Solved – Criteria for selecting the “best” model in a Hidden Markov Model

aicbichidden markov modelr

I have a time series data set to which I am trying to fit a Hidden Markov Model (HMM) in order to estimate the number of latent states in the data. My pseudo code for doing this is the following:

for( i in 2 : max_number_of_states ){ 
    ...
    calculate HMM with i states
    ...
    optimal_number_of_states = "model with smallest BIC"
    ...
}

Now, in the usual regression models the BIC tends to favor the most parsimonious models but in the case of the HMM I am not sure that is what it is doing. Does anyone actually know what kind of HMM's the BIC criterion tends toward? I also am able to obtain the AIC and likelihood value as well. Since I am trying to infer the true total number of states, is one of these criteria "better" than the other for this purpose?

Best Answer

I'm assuming here that your output variable is categorical, though that may not be the case. Typically though, when I've seen HMM's used, the number of states is known in advance rather than selected through tuning. Usually they correspond to some well-understood variable that happens to not be observed. But that doesn't mean you can't experiment with it.

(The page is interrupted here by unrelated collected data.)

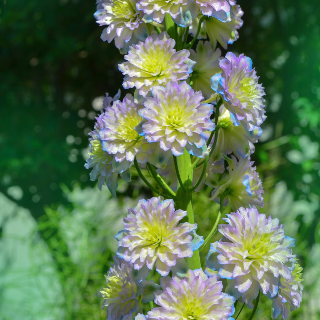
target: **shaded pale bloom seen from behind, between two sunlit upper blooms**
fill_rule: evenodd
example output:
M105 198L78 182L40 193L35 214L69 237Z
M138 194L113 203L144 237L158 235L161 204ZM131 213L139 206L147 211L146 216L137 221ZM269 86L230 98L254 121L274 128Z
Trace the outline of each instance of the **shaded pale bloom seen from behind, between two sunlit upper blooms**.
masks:
M196 65L192 69L192 88L196 91L201 90L205 99L209 99L215 94L211 89L211 77L221 72L220 56L220 49L213 51L209 41L199 41L196 51L190 49L190 59L196 61Z

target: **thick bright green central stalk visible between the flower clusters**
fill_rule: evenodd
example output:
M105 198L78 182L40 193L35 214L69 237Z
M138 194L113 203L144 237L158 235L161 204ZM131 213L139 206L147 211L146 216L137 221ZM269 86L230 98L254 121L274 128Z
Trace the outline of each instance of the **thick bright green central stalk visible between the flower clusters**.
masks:
M175 202L175 207L176 209L186 210L188 222L195 223L192 207L192 191L190 190L192 188L193 168L191 165L190 154L186 149L184 149L183 155L176 157L176 162L183 186L181 187L179 183L176 193L178 200ZM186 258L186 261L189 268L192 270L201 268L198 250L193 252L193 256L191 258Z

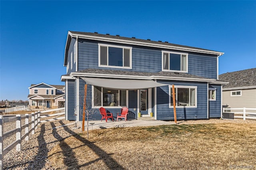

The danger in using BIC (and AIC) though is that the k value for the number of free parameters in the model increases quadratically with the number of states because you have the transition probability matrix with Px(P-1) parameters (for P states) and the output probabilities for each category of the output given each state. So if the AIC and BIC are being calculated properly, the k should be going up fast.

If you have enough data, I would recommend a softer method of tuning the number of states like testing on a holdout sample. You might also want to just look at the likelihood statistic and visually see at what point it plateaus. Also if your data is large, keep in mind that this will push the BIC to a smaller model.